Rabbi Berel Wein
This week’s parsha emphasizes, albeit in an indirect fashion, the litigious nature of human society and the requirement for the appointment of judges to decide disputes and for police to enforce those decisions. A perfect world needs no judges or courts, police or bailiffs. Our very imperfect world cannot reasonably hope to function and exist in their absence. Law and order are the requirements for a commercially and civilly successful society. As such, judges and courts are the necessary check to prevent chaos and anarchy. But the Torah points out that there must always be necessary restraint on the powers of the courts and the police as well. And that check to judicial power is called justice and righteousness, as these concepts are defined and detailed by the Torah law and its traditions. There is a special burden imposed by the Torah upon the judicial process, to somehow achieve not simply legally correct decisions, but a broader obligation to accomplish a sense of righteousness and justice in its general society. And the courts are bidden to be pursuers of justice and righteousness and not to satisfy themselves with seemingly correct legal conclusions, which narrowly construed, unfortunately can many times somehow lead to injustice and tragedy. There are many examples in the history of the Jewish people where judicial and even rabbinic decisions, seemingly legally correct, led to terrible disputes and tragedies simply because the general public did not feel that justice was done in the matter. Without the palpable presence of justice being present in our court system, we become a very divisive and spiritually sterile society. Jewish tradition encourages compromise over hard and fast judicial decision.
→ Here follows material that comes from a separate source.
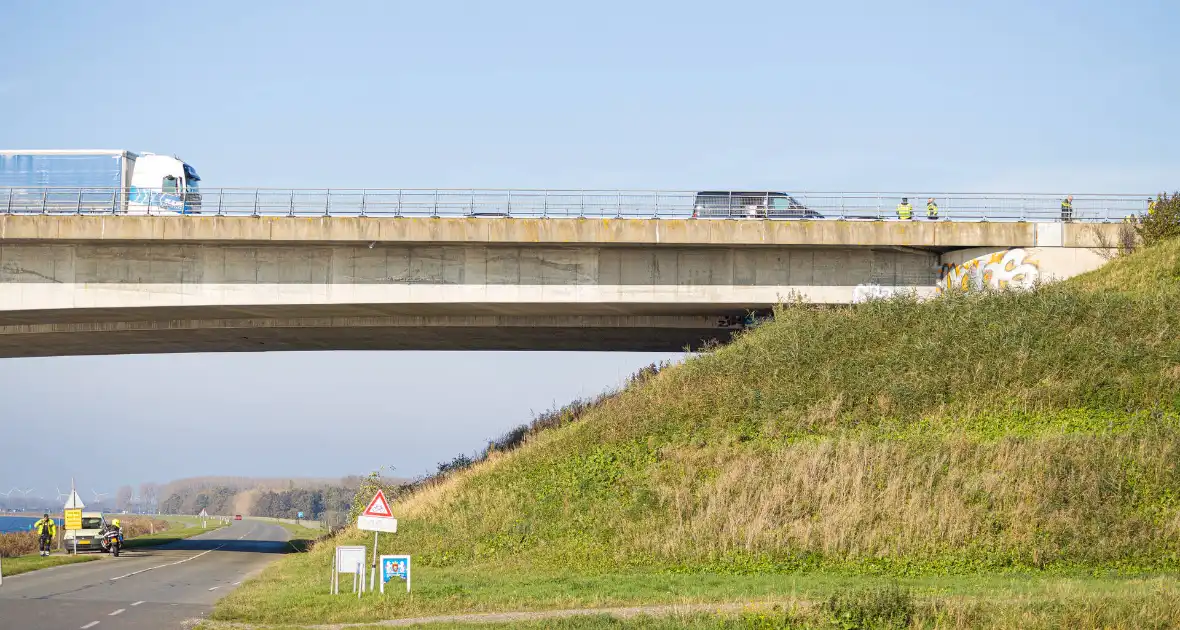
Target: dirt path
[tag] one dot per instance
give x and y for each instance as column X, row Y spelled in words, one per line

In fact, many great Jewish figures of the past and present, though personally involved in the world and practice of commerce, have prided themselves as never having been involved in any dispute that was submitted to a court of law or to a rabbinic tribunal. The emotional and monetary costs of pursuing a matter of contention in a judicial manner are telling and long lasting. This is especially true when a family or partnership dispute is involved. Those scars are never completely healed. When I attended law school many decades ago, we were taught to abide by an adage attributed to Abraham Lincoln: “A poor settlement is still better than a good lawsuit.” Disputes disturb our sense of ego, and we feel that we must prevail, sometimes at enormous personal cost. We become captivated by the sense of our legal rights and lose sight that justice, righteousness and inner harmony can be better served by realizing that less is more and that legal victories are many times more pyrrhic than real. The prophet Yeshayahu calls to those that “pursue righteousness and justice” for they are the ones who truly seek “to find G-dliness in their lives.” We need judges, courts and police in all human societies. Nevertheless, the wise person will regard them as matters of last resort and not as the prime solution to the frictions and problems of everyday life.